Kaputte Birne raus, neue rein, so kennt das jeder von zu Hause. So einfach ist das mit Straßenlaternen aber nicht, wie Wolfgang Spille anhand einer Kurz-Präsentation erklärte. Es gebe unterschiedliche Birnentypen in der Stadt, die einen strahlen leicht rötlich, andere milchig-weiß oder glasklar. Dann neigen bestimmte Fassungen zu Kontaktarmut. Sie korrodieren. Außerdem entsprechen an einigen Straßen die Abstände von Laterne zu Laterne nicht der Norm, wie der Technische Beigeordnete herausgefunden hat. Und schließlich gestalte sich die Kooperation mit der Firma, die für die Lampenreparatur zuständig ist, „als nicht nur ideal für uns“, wie Schröder vorsichtig formulierte. Wie berichtet, kann es schon einmal ein paar Wochen dauern, bis aus einer trüben Funzel wieder eine strahlende Straßenschönheit wird.

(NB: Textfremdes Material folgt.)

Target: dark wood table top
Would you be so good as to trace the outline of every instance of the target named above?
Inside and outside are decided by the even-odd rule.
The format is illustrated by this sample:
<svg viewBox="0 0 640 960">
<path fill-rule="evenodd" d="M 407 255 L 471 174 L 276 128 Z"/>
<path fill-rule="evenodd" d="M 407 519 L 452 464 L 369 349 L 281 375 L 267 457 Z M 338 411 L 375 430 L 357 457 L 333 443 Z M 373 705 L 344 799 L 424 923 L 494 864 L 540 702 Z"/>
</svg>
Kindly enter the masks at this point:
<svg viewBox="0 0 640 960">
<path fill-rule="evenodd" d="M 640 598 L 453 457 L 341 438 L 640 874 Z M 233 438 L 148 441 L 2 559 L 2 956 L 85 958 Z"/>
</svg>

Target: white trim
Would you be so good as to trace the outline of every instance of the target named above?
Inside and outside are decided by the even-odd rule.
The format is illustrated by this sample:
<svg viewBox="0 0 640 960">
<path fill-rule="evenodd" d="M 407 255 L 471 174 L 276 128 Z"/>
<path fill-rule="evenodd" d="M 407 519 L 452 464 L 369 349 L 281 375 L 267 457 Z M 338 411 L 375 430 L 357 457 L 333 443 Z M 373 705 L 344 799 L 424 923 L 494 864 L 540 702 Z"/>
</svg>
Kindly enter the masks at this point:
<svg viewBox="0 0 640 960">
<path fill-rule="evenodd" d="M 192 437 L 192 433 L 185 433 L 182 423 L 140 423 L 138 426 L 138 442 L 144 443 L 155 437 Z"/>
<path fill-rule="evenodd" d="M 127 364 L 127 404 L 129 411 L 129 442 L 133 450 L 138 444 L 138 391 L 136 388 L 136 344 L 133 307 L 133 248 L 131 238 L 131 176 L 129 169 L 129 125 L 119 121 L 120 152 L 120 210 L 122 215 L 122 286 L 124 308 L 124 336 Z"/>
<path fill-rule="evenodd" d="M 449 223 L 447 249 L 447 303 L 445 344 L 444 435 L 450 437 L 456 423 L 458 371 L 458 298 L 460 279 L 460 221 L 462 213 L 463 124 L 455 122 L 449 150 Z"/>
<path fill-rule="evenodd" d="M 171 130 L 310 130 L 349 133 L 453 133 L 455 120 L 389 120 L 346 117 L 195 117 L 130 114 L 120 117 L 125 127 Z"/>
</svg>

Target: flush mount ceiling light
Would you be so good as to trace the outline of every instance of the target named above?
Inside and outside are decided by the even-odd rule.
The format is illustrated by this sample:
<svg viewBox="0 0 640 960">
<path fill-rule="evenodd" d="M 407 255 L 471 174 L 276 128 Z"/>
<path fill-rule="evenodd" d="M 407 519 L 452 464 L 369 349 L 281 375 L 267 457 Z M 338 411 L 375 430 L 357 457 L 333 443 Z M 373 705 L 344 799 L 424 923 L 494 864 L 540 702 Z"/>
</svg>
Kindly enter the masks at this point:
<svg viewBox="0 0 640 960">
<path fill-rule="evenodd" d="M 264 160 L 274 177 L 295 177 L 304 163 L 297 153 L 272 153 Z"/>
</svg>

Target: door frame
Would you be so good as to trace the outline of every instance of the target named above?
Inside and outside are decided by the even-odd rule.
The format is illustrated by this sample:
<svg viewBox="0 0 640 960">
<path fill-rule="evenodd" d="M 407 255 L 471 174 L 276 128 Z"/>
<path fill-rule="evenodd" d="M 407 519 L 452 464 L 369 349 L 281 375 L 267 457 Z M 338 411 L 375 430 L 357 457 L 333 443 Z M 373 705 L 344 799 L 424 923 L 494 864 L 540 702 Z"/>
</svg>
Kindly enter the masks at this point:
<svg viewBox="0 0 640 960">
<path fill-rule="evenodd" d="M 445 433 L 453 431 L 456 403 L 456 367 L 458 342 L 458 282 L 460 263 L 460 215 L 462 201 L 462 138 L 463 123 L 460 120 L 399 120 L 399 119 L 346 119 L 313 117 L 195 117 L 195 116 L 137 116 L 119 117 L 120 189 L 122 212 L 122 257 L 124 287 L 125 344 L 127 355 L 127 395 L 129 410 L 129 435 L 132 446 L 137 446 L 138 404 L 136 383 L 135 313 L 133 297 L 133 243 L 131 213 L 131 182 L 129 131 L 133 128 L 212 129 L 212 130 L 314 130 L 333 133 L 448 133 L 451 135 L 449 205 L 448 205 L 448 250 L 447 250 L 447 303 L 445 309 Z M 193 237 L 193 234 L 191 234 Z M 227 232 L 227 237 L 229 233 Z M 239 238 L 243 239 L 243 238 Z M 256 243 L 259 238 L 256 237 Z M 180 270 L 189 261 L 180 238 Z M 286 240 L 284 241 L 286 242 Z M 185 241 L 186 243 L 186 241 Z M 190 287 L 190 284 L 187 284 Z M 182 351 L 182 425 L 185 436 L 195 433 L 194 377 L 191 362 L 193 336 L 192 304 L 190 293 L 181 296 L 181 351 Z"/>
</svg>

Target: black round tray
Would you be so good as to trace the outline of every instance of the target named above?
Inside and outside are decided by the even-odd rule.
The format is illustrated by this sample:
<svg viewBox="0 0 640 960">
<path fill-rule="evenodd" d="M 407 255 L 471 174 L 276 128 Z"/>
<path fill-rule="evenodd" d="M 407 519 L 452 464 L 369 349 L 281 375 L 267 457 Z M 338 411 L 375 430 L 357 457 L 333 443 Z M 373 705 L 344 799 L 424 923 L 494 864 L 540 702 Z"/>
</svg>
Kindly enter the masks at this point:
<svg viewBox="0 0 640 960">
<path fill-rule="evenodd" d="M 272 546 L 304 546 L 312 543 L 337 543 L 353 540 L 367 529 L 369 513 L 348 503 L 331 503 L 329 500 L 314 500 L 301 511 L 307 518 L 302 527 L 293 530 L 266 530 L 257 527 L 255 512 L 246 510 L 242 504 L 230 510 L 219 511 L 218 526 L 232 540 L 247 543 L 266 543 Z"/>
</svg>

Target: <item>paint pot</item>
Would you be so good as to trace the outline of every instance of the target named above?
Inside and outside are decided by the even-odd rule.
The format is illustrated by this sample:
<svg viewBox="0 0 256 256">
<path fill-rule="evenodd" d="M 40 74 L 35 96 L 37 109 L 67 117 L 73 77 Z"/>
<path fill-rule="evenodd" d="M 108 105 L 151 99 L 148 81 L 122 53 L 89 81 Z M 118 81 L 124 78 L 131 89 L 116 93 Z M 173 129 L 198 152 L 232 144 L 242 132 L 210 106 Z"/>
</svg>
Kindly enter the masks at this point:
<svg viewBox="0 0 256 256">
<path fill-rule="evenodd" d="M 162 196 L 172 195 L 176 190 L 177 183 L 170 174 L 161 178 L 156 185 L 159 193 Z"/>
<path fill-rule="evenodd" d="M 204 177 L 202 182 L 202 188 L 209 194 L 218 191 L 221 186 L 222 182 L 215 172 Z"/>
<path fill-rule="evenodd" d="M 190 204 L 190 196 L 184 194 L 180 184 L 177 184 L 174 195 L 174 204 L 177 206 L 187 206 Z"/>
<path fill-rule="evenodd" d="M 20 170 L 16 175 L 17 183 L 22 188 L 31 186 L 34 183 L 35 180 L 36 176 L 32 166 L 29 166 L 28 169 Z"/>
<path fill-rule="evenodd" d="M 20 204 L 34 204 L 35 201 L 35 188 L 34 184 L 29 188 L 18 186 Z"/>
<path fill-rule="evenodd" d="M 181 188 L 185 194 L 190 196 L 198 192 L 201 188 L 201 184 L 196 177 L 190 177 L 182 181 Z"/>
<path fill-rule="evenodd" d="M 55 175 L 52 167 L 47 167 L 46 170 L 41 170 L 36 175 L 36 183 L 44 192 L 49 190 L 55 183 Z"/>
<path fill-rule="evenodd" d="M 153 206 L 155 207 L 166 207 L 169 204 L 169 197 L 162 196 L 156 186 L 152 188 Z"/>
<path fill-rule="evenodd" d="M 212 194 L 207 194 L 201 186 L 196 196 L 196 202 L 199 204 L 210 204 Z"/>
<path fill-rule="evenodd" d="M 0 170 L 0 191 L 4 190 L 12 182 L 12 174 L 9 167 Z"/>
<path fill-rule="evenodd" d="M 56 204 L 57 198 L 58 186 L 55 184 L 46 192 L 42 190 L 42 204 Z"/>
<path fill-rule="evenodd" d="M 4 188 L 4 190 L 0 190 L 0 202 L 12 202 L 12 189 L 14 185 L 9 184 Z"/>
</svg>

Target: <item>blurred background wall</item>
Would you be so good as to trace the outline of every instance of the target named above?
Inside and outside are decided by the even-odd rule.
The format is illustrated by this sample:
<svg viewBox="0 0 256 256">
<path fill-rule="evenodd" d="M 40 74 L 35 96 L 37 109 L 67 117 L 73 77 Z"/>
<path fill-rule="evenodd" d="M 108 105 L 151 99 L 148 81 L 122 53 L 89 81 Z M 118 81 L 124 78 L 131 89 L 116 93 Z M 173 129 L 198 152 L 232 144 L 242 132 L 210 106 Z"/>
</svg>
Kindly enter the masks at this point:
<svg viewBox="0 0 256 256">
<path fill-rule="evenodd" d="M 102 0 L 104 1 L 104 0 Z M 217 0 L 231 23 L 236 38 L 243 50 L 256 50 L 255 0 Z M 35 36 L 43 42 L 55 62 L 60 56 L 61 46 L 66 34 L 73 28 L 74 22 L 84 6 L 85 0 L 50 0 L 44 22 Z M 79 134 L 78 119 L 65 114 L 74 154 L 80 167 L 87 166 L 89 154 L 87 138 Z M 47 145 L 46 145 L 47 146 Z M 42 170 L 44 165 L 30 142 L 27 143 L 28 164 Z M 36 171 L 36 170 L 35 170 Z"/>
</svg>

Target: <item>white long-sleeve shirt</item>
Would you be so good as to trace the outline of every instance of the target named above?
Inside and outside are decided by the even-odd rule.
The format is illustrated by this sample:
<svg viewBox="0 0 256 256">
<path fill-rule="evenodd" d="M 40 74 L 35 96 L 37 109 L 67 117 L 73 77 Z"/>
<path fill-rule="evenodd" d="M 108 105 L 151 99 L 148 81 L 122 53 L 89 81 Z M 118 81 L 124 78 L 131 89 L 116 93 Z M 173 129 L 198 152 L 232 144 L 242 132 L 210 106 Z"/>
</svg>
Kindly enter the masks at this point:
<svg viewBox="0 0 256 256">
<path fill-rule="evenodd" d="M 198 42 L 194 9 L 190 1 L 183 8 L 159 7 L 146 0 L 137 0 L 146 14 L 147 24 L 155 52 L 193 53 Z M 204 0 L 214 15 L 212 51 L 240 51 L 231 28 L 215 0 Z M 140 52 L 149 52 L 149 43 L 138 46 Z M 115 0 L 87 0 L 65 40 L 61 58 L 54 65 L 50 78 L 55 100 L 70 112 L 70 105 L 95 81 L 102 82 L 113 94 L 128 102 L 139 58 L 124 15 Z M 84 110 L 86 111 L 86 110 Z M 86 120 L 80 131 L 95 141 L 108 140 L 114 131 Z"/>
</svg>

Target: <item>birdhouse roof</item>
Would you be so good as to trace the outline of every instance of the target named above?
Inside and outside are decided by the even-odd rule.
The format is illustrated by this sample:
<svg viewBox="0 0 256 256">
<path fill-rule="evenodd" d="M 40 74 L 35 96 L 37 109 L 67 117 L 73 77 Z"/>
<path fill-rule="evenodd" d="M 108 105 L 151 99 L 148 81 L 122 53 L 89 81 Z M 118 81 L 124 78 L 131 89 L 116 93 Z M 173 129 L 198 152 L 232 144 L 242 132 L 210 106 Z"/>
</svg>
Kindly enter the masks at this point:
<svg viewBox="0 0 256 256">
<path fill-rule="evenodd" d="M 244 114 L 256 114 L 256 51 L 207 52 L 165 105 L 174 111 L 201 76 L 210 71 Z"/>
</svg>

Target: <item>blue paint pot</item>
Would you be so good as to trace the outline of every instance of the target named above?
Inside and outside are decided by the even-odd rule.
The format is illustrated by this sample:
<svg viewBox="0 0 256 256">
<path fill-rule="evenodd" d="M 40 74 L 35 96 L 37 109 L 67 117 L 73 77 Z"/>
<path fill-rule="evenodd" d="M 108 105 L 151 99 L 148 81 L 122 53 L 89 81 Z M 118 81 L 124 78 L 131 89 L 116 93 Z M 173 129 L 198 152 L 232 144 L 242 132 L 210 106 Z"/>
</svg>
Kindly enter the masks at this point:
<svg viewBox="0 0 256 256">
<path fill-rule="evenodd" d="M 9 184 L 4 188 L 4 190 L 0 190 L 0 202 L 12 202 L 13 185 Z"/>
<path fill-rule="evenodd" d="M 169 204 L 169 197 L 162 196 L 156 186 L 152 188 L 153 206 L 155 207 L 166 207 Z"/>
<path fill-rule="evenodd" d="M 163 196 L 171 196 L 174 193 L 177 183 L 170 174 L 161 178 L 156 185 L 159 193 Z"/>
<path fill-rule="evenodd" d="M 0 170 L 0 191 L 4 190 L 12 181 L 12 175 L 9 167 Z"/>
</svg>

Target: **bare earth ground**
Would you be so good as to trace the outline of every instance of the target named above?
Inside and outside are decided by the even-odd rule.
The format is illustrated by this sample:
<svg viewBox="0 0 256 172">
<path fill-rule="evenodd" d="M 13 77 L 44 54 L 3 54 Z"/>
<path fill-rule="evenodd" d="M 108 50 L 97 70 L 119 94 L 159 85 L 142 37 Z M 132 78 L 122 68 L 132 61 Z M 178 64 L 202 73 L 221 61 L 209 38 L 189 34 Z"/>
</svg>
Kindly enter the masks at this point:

Die SPD-Fraktion hatte schon vor einigen Jahren die Umstellung auf die inzwischen gar nicht mehr so neue LED-Technik beantragt. Zumal es dafür auch Zuschüsse gibt. Allerdings nicht für Steinfurt, wie es aus der Verwaltung hieß. Da vor Ort bereits jede zweite Glühbirne rausgedreht wurde und damit jährlich rund 30 000 Euro Stromkosten weniger anfallen, sei das Einsparpotenzial durch LED-Lampen nicht mehr so gewaltig, als dass es dafür noch Fördermittel gebe.

Wie gesagt, das Problem ist vielschichtig. Und hat noch einen Aspekt, der bislang noch gar nicht beleuchtet wurde. „Die soziale Sicherheit.“ Damit meint Hans Schröder das ungute Gefühl der Bürger, wenn sie im Dunkeln durch die Stadt laufen. Auch dagegen soll etwas getan werden. Unter anderem sollen Experten Helligkeit und Streuung von Laternen messen. Drei-D-Modelle will der Baudezernent an Lichtplaner weitergeben.

Man ahnt es: Bis ganz Steinfurt wieder strahlt, wird es dauern. „Keine zehn Jahre“, wie Schröder beruhigte. Aber in drei Jahren sei das leider auch nicht zu schaffen.